Back in July, a 38-year-old man stumped experts when he was diagnosed with the Zika virus, even though he hadn't traveled to any Zika-infected areas or had sexual contact with someone who did. He also lived in Salt Lake City, an area not considered a hospitable environment for the Aedes Aegypti mosquito that transmits the virus.
So far, the only ways Zika is known to be transmitted is through a bite from an infected mosquito, sexual contact with an infected person, contact with infected blood or a pregnant mother to her baby.
#Zika Goes Viral in the U.S. https://t.co/LvG1OOWP2q @NRDC @Columbia @earthinstitute @sierraclub #Rio2016— EcoWatch (@EcoWatch)1470403676.0
After tracking how this man could have gotten the virus, they discovered that he had visited a 78-year-old friend in a Utah hospital, just seven to 10 days before his symptoms began.
Eight days before the elderly man was admitted to the hospital, he had returned from a 3-week trip to the southwest coast of Mexico where it was learned he contracted Zika from mosquitoes, according to a new paper published in the New England Journal of Medicine.
During the 38-year-old's visit, the paper says he helped the nurse re-position his friend and had wiped the man's eyes. That's it.
The paper concludes:
"Given the very high level of viremia in Patient 1, infectious levels of virus may have been present in sweat or tears, both of which Patient 2 contacted without gloves. Transmission of the infection through a mosquito bite appears to be unlikely, since aedes species that are known to transmit ZIKV have not been detected in the Salt Lake City area. In addition, the second case occurred 7 to 10 days after contact with the index patient in the hospital, which implicates direct contact during hospitalization."
So can Zika be transmitted through someone's sweat or tears, and how easily?
In a study published on Sept. 6, traces of the virus were detected in the tears of mice, but there hasn't been any studies conducted yet on sweat.
"It should not be able to pass through unbroken skin," Sankar Swaminathan, the chief of infections disease at University of Utah Health Care, and first author on the paper, told The Atlantic. Meaning the man probably either had a cut somewhere on his skin, or he inadvertently touched his eyes, nose or mouth, and the virus entered his body.
What scientists are now looking into with this case is the severity of the elderly man's infection. Four days after he was admitted into the hospital he died and, while he was elderly, was reportedly not immunocompromised.
His blood had 200 million copies of the virus per milliliter—with a typical infection you'd expect to see hundreds of thousands, and 1 million would be considered high, Swaminathan said, which lead to progressive respiratory and renal failure, metabolic acidosis and hepatitis just before his death.
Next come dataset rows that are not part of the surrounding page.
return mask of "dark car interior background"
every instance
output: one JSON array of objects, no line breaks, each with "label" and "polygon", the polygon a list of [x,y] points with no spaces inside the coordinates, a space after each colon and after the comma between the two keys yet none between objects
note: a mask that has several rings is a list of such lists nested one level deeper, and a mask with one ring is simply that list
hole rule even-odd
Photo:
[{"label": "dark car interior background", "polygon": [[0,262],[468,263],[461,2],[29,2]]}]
A factor being considered is that because he had contracted dengue in his past, it's possible remaining antibodies from that somehow worsened his infection. He also may have had a genetic immune deficiency that just happened to be very specific to this virus, and the fact that he had a very high viral load of the virus in his system is what likely led to it being transmitted in this way, Swaminathan said.
There have been 13 fatal cases in adults—not counting deaths from Zika-related Guillain-Barré—many of which had pre-existing conditions. While this case is definitely scary, mosquitoes and sexual transmission are still the main worries in the spread of the virus.
"For the general public, this doesn't really change very much," Swaminathan said.